I see a 14ga and a 12ga under the same lug from tine to time. Newer panel covers if present will provide me information as to how many conductors are allowed under a lug.

Does an electrican follow the torque requirement on a screw??

pc1


----------



## Dennis (Oct 10, 2012)

I have never used a torque wrench however ir is not a bad idea.  I agree that all new panels should state that the lugs are rated for multiconductors.  I believe Cutler Hammer may even be rated for 3 wires under the lug but they must all be the same size.

Also remember that the grounded conductor (neutral) cannot be doubled under the screw.  Other than that I would not lose sleep with two wires of the same size under a screw that is not a grounded conductor.  I would bet there is no difference from the older panels.


----------



## ICE (Oct 13, 2012)

The blue wire is a bonding jumper that a mechanical contractor installed to bond CSST gas pipe.


----------



## ICE (Oct 31, 2012)

jar546 said:
			
		

> How often do you see 2 wires under a single lug that is not marked for that use?


About every two weeks.


----------



## 480sparky (Oct 31, 2012)

ICE said:
			
		

> About every two weeks.


408.41 is a relatively new Article, being introduced in the 2002 NEC.


----------



## Pcinspector1 (Nov 1, 2012)

ICE,

Post #5, The blue braided bonding wire should be grounded to the grounding bar under its own lug, correct?

Post #6, The white neutral wires should be under thier own separate lug and the two copper grounding wires are permitted to be under the same lug if they are the same gauge wire as long as the panel box allows it, correct?

pc1


----------



## Dennis (Nov 1, 2012)

Pcinspector1 said:
			
		

> ICE,Post #5, The blue braided bonding wire should be grounded to the grounding bar under its own lug, correct?


  Yes, that lug is probably rated for one wire and has 3 or 4 different size wires under it so it is a violation.  FWIW, most, if not all bugs (split bolt connectors) are only rated for 2 wires.

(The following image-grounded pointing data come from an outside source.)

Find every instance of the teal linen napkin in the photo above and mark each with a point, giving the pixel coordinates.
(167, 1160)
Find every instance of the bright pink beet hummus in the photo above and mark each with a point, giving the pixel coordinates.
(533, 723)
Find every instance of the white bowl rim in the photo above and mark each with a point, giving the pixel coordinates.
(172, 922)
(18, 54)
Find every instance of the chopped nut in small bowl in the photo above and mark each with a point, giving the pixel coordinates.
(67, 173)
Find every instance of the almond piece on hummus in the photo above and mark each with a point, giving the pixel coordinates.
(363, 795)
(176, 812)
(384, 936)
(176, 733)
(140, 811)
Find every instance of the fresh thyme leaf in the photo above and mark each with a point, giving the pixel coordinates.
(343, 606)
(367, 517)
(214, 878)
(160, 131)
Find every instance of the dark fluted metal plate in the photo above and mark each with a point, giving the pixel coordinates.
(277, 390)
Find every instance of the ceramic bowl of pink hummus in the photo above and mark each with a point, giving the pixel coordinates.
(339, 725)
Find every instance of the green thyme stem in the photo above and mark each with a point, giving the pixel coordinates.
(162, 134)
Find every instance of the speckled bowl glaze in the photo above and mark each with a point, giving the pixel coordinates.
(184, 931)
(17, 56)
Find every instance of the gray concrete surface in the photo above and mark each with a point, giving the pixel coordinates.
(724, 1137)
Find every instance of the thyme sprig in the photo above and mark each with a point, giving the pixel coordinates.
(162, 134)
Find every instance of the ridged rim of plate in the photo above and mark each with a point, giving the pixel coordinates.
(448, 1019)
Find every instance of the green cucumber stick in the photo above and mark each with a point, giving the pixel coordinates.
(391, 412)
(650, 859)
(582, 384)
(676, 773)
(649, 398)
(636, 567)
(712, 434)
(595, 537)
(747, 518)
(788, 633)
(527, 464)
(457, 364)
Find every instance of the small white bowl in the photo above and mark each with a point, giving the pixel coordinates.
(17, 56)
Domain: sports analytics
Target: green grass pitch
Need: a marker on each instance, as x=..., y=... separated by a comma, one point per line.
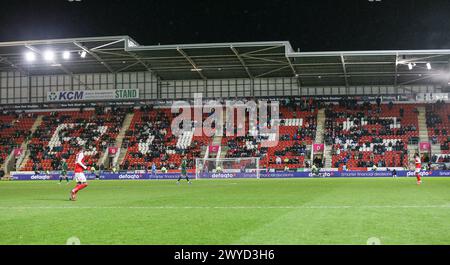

> Post #6, The white neutral wires should be under thier own separate lug and the two copper grounding wires are permitted to be under the same lug if they are the same gauge wire as long as the panel box allows it, correct? pc1


  Correct but if it were installed before that code came to be it was legal.  Now the neutrals must be separated even if the lug accepts 2 conductors.


----------



## ICE (Nov 1, 2012)

I've gone from every two weeks to every other day.


----------